FIG. 5 is a view showing the inner circumference of the automatic balancer according to the embodiment of the present invention, showing a state in which the groove 5 is cut out on the outer wall surface of the receiving groove 4a. In the configuration of Figure 5, the automatic balance device according to the present invention is a plurality or singular ball (2) for moving in the tangential direction as the rotating body rotates to offset the eccentric mass m _e of the rotating body, As it rotates, the fluid filled in the receiving groove is pressurized to collect in the central portion along the direction of the groove 5 with respect to the rotational direction. Accordingly, a pressure gradient is formed on the outer wall surface of the receiving groove so that the pressure reaches a maximum at the point of contact with the ball. This transmits a force opposite to the centrifugal force of the ball due to the rotation of the rotor in the radial direction at the point of contact with the ball. Thus, an oil film with a very small gap is formed between the ball and the wall, thereby reducing the frictional force to free the movement of the ball. Therefore, the ball can be freely moved according to the resonant frequency of the rotating body, thereby improving the performance of the automatic balancer.
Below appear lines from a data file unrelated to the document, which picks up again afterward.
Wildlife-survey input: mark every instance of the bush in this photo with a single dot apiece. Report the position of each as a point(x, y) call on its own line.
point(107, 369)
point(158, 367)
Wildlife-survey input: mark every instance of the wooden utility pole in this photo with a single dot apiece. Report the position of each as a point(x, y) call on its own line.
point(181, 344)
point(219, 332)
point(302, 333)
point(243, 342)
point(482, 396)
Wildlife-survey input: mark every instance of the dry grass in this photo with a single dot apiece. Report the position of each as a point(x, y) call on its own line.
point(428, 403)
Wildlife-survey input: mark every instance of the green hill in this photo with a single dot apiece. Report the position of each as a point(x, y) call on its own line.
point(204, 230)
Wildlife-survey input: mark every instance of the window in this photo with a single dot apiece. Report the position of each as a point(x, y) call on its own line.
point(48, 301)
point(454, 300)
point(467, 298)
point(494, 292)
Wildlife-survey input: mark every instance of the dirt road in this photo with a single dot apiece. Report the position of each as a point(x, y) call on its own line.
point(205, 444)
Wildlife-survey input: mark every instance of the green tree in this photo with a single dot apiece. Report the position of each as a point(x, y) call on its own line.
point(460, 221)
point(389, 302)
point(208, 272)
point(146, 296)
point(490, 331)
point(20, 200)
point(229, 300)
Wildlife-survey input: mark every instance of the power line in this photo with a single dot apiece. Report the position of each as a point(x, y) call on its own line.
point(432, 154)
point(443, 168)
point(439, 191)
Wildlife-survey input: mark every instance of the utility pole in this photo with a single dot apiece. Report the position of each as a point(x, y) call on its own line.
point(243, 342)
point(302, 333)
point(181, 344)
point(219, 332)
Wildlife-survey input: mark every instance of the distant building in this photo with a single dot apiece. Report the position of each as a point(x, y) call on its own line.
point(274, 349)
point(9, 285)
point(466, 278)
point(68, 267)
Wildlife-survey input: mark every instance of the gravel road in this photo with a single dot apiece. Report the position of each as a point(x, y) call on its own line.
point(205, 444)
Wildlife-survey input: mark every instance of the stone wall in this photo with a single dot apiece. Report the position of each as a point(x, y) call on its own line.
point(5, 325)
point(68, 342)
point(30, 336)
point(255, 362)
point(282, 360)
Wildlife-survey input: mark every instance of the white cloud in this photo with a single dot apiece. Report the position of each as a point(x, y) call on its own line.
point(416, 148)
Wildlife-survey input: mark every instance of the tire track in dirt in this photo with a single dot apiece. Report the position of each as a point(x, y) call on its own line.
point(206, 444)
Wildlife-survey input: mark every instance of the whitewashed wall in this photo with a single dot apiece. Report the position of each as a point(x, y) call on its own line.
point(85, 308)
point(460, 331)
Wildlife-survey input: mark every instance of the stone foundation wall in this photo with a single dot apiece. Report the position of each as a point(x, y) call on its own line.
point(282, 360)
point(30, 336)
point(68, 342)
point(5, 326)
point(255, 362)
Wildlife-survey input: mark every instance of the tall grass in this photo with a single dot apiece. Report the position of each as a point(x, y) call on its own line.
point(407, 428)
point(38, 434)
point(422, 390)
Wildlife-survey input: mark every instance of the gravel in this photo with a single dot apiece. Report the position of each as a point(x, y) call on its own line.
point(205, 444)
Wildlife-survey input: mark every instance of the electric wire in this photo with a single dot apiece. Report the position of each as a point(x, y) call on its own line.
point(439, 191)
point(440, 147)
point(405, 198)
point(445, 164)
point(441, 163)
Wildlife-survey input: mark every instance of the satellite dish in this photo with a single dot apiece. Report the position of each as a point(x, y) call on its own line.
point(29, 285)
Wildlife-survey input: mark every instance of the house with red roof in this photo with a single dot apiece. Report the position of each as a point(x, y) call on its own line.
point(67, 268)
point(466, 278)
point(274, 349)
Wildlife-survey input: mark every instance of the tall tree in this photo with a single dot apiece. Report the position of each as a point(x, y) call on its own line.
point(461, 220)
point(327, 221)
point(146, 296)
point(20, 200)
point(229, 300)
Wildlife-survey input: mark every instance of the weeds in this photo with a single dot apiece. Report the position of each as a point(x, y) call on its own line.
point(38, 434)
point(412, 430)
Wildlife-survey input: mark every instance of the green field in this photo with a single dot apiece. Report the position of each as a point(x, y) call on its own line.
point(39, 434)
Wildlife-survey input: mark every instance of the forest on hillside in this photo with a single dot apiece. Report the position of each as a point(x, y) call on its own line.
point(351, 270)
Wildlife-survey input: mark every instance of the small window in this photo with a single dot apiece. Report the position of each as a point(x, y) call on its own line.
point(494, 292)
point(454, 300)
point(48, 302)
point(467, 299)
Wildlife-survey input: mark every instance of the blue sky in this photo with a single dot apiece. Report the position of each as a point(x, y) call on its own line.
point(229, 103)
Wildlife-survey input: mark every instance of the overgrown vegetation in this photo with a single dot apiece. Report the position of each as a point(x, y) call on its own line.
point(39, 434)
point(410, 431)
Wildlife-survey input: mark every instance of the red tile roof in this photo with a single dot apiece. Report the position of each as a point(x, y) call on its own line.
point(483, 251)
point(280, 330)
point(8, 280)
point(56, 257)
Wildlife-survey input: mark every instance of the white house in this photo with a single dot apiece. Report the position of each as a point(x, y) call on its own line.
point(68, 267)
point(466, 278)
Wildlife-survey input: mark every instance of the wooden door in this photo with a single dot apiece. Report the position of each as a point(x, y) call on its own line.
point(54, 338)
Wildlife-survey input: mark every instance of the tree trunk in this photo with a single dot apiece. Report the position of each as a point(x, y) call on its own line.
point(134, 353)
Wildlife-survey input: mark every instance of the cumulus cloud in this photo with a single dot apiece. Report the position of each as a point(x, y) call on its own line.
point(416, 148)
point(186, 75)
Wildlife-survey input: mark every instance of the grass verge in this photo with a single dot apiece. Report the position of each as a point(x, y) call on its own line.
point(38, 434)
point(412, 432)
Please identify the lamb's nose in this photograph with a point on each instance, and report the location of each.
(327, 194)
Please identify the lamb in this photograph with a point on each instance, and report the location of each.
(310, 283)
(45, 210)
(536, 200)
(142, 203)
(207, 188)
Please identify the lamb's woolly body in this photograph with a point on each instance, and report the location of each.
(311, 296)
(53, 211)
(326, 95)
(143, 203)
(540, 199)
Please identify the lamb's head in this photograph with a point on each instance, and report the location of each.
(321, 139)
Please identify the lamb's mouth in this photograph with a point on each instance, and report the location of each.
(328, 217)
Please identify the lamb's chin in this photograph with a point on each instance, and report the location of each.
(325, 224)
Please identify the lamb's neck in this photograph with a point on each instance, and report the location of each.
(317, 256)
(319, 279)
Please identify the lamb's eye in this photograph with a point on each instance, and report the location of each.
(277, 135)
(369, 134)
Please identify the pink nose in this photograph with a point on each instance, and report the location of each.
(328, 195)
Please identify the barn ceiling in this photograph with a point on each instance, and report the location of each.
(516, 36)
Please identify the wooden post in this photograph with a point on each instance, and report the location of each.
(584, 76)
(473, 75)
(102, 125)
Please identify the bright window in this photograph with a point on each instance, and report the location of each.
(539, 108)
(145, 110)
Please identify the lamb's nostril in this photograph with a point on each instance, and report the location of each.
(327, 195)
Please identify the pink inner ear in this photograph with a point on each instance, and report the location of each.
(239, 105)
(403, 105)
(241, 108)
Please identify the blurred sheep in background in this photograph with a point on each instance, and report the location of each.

6 shows various shapes of the groove 5 cross section according to an embodiment of the present invention. The depth ratio between the thread and the valley, the angle of the trapezoid and the curvature in the circle can be determined arbitrarily.

Figure 7 shows the outer inner wall shape of the automatic balancing device according to an embodiment of the present invention, the curvature of the convex and concave wall surface and the height of the cue-shaped peaks can be arbitrarily determined.

FIG. 8 is a diagram of an automatic balancer according to an embodiment of the present invention, in which a block-shaped mass (cut in a radial direction) is used instead of a ball. The bottom and the outside of the block can be flat and curved.

Figure 9 shows the shape of the groove 5 of the automatic balancer according to an embodiment of the present invention, the grooves may be comb-shaped and helical, or may cross each other. It also shows that the groove 5 can be formed in the circumferential direction in the center.

As described above, the automatic balancing device of the disc drive according to the present invention is pressurized so that the fluid filled in the receiving grooves as the rotation of the rotating body is collected in the center portion along the direction of the groove 5 with respect to the rotation direction, As a result, a pressure gradient is formed on the outer wall of the receiving groove to reach a maximum pressure at the point of contact with the ball, thereby transmitting a force opposite to the ball's centrifugal force due to the rotation of the rotor in the radial direction at the point of contact with the ball. An oil film with a very small gap is formed between the ball and the wall, which reduces friction and frees the ball to move. Effect occurs.

Claims (4)

In the self-balancing device of a disk drive comprising a rotating body having an annular accommodating groove, a plurality of balls fluidly accommodated in the accommodating groove, and a fluid filled in the accommodating groove, And one or more grooves formed on an outer wall of the receiving groove. The method of claim 1, The shape of one groove of the plurality of grooves, the disk drive automatic balance device, characterized in that it is made of any one of the shape of semi-circular, triangular, rectangular, conical, trapezoidal. The method of claim 2, One groove formed in the shape is any one of a comb pattern, spiral form, semi-circular form, circumferential form, scissors table form of a plurality of continuous balancing on the outer wall surface of the disk drive, characterized in that the automatic drive device. The method of claim 1, The outer wall surface of the receiving groove is any one of a straight line shape, inclined straight line shape, concave shape, convex shape, characterized in that the disk drive automatic balancing device.